There was a Young . . .
– Young! –
. . . Lady in White,
Who looked out at the depths of the Night;
But the birds of the air,
Filled her heart with despair
And oppressed that Young . . .
– Young! –
. . . lady in White.
This not so young lady in white has given up hoping for a miraculous liberation. ‘No prince was on his way to rescue her.’ Words won’t release her either, but she cannot stop playing with the possibility:
She would have to organise her own escape. She’d do it through her writing, she’d do it by finding the right words, the Ali Baba ‘Open Sesame!’ to fling open the locked doors. Like the pupils of St Cassian of Imola, she’d find an unexpected power in the nib of the pen. Cassian was a Christian schoolmaster who had refused to make sacrifice to the heathen gods, so he had been handed over to his pupils, who had leaped upon him and stabbed him to death with their iron pens. All it took was a little imagination from the relevant authorities and going to school could so easily be transformed into a positively enjoyable experience.

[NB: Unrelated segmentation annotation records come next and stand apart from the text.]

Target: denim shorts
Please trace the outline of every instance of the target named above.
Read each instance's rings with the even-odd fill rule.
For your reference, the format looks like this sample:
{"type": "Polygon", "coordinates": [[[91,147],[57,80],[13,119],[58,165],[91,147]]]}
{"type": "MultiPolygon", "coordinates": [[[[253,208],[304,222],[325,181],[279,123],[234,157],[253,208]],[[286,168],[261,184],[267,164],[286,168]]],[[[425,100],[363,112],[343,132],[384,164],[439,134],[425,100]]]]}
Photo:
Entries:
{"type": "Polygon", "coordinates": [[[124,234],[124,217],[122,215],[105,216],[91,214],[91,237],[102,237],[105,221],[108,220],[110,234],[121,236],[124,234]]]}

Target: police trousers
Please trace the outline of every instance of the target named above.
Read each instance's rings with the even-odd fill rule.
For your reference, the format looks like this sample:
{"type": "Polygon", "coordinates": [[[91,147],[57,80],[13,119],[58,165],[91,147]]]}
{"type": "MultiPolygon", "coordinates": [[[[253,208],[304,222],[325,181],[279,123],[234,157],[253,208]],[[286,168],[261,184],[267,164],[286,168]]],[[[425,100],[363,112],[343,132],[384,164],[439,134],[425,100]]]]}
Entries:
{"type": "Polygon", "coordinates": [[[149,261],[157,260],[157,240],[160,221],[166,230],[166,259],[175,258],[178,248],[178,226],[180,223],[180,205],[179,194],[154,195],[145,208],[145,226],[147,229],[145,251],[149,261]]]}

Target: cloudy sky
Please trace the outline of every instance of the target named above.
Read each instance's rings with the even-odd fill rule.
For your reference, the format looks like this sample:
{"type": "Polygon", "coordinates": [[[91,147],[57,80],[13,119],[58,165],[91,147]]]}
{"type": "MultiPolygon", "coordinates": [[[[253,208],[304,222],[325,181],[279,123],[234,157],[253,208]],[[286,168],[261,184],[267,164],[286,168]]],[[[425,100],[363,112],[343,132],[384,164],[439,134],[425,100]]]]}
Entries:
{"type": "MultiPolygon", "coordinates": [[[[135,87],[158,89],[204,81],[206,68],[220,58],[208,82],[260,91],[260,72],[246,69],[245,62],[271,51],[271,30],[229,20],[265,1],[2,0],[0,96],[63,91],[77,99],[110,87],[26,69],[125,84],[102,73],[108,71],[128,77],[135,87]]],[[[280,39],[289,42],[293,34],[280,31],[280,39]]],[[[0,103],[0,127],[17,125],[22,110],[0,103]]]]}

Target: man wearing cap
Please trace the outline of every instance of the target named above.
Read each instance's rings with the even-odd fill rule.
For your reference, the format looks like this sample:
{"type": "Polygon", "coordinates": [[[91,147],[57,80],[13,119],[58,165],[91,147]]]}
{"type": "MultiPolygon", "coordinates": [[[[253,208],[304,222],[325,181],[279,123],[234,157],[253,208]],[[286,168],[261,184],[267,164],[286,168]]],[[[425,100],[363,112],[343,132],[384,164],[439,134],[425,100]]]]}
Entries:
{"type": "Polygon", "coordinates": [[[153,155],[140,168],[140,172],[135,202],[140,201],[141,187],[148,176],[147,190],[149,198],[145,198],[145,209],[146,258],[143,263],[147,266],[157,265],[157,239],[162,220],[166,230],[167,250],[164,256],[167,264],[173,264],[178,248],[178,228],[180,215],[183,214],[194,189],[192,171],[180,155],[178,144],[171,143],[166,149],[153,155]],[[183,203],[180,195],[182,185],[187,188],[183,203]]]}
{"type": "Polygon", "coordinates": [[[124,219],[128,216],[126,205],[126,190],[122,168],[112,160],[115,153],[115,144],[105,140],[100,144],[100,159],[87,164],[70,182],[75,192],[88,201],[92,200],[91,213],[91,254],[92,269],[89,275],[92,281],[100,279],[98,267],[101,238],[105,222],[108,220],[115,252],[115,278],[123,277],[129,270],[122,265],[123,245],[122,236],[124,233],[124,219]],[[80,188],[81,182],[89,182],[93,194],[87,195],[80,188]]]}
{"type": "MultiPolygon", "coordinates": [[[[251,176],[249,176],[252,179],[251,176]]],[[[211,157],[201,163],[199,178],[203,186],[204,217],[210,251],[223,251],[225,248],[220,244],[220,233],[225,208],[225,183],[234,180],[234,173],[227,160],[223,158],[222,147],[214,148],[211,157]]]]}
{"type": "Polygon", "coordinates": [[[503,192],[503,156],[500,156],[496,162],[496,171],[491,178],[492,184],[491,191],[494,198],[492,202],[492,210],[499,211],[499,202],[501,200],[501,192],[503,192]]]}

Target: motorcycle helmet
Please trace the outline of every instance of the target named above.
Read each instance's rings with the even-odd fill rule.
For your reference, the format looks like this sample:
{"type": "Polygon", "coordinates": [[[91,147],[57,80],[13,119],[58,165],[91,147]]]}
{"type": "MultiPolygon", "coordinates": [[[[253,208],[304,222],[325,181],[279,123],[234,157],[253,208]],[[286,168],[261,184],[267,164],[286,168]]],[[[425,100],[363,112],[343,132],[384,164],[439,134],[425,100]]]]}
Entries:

But Alice is both the hapless Cassian and his vengeful pupils, and the imaginative cruelty that has attached itself to her reading and writing damages her as certainly as it leaves the objects of her hatred unscathed. ‘The imagination is dangerous if it were not controlled,’ she reflects, and the book that contains her life is a prolonged demonstration of that recognition.
It is too prolonged – and this is Rushforth’s problem. His investigation of despair is disheartening, to say the least. In the 1853 preface to his Poems, Matthew Arnold, one of the few Victorian writers who (understandably) is not among Alice’s heroes, makes the point with grim authority:
What then are the situations, from the representation of which, though accurate, no poetical enjoyment can be derived? They are those in which the suffering finds no vent in action; in which a continuous state of mental distress is prolonged, unrelieved by incident, hope or resistance; in which there is everything to be endured, nothing to be done. In such situations there is inevitably something morbid, in the description of them something monotonous. When they occur in actual life, they are painful, not tragic; the representation of them in poetry is painful also.
This is a brilliant book, but it is peculiarly cheerless. Many will have tiptoed quietly away before Alice’s long sad day comes to an end.